Álvaro Ortiz

Personal information
- Full name: Álvaro Ortiz Arellano
- Date of birth: 19 February 1978 (age 48)
- Place of birth: Mexico City, Mexico
- Height: 1.78 m (5 ft 10 in)
- Position: Defender

Senior career*
- Years: Team / Apps / (Gls)
- 1998–1999: León / 17 / (1)
- 1999–2000: Guadalajara / 7 / (1)
- 2000–2001: Necaxa / 52 / (9)
- 2002: América / 30 / (1)
- 2003: Necaxa / 14 / (0)
- 2003–2005: América / 67 / (3)
- 2005–2007: San Luis F.C. / 60 / (0)
- 2007–2008: Toluca / 6 / (0)
- 2008–2012: Puebla / 79 / (2)
- 2012: Lobos BUAP / 2 / (0)
- 2013: San Luis F.C. / 8 / (1)
- 2013–2014: Chiapas F.C. / 6 / (0)
- Total:  / 348 / (18)

International career
- 2000: Mexico / 3 / (0)

= Álvaro Ortiz (footballer) =

Mexican footballer (born 1978)

Álvaro Ortiz Arellano (born 19 February 1978 in Mexico City) is a Mexican former footballer who played as a defender. He has made three appearances for the Mexico national football team.

==Career==
Ortiz made his debut in the Primera División de México with Leon in the Invierno 1998, against Chivas. Ortiz regularly played with Leon the next season, making 15 appearances and scoring 1 goal. Ortiz moved to Chivas for the Invierno 1999 tournament where he only made 4 appearances. The following season he saw little success appearing a total of 3 times for Chivas.

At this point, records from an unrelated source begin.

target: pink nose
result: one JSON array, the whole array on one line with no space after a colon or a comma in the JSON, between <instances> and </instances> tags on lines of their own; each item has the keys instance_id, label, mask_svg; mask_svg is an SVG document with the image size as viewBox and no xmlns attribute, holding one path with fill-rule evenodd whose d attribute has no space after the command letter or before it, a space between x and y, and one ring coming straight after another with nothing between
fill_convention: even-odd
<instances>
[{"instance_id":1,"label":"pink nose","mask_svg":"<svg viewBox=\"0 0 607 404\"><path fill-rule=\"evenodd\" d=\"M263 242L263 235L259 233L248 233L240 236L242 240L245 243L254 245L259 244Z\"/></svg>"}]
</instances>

Ortiz moved to Necaxa for the Invierno 2000, and in three season with Necaxa he made 43 appearances and scored 8 goals, before a transfer to Club América. Ortiz made 15 Primera appearances for America before a return to Necaxa for the Clausura 2003, but it was a brief spell and was followed with a return to play for America, making 52 appearances.

Ortiz moved to San Luis F.C. for the Apertura 2005 season and made 63 appearances in the Primera before a transfer to Toluca for the Apertura 2007. However, after only six games he moved to Puebla FC where he captained the side, and as at the end of the Apertura 2011, he had played 73 Primera games for Puebla.